Starting GridSearchCV for MLP Classifier with Feature Selection...
Fitting 5 folds for each of 36 candidates, totalling 180 fits

Best Parameters found by GridSearchCV:
{'classifier__alpha': 0.0001, 'classifier__hidden_layer_sizes': (50,), 'classifier__learning_rate_init': 0.001, 'feature_selection__k': 'all'}


# 7: Evaluation of the Final Model

In [None]:
# project.ipynb (Cell for Section 7: Evaluation of the Final Model)

if not df.empty:
    y_test_pred = final_model.predict(X_test)
    y_test_proba = final_model.predict_proba(X_test)[:, 1]

    final_accuracy = accuracy_score(y_test, y_test_pred)
    final_recall = recall_score(y_test, y_test_pred)
    final_precision = precision_score(y_test, y_test_pred)
    final_f1 = f1_score(y_test, y_test_pred)
    final_roc_auc = roc_auc_score(y_test, y_test_proba)
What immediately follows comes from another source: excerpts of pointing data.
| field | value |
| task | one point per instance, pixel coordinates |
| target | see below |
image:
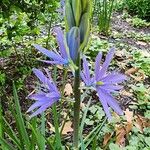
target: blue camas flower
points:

    print("\n*** Final Model Performance on Test Set ***")
    print(f"Accuracy: {final_accuracy:.4f}")
    print(f"Recall (Subscription 'yes'): {final_recall:.4f}")
    print(f"Precision (Subscription 'yes'): {final_precision:.4f}")
    print(f"F1-Score: {final_f1:.4f}")
    print(f"ROC AUC: {final_roc_auc:.4f}")


    print("\nClassification Report:")
    print(classification_report(y_test, y_test_pred))


    # Confusion Matrix Plot 
    cm = confusion_matrix(y_test, y_test_pred)
    
    plt.figure(figsize=(8, 6))
    sns.heatmap(cm, annot=True, fmt='d', cmap='Blues', 
                xticklabels=['No (0)', 'Yes (1)'], 
                yticklabels=['No (0)', 'Yes (1)'])
    plt.title('Confusion Matrix - Final Model (MLP)')
    plt.ylabel('Actual Label')
    plt.xlabel('Predicted Label')
    plt.show()

    # Feature Selection Output 
    try:
        selector = final_model.named_steps['feature_selection']
        print("\nFeatures Selected by SelectKBest:")
        print(f"Number of features kept: {selector.k_}")
        
    except Exception as e:
        print(f"\nCould not display feature selection details. Error: {e}")


    try:
        selector = final_model.named_steps['feature_selection']
        # If the feature names are available, print them
        print("\nFeatures Selected by SelectFromModel:")
    
        print(f"Number of features kept: {selector.transform(X_test).shape[1]}")
    except Exception:
        pass # Ignore if feature selection step is not found in the final model.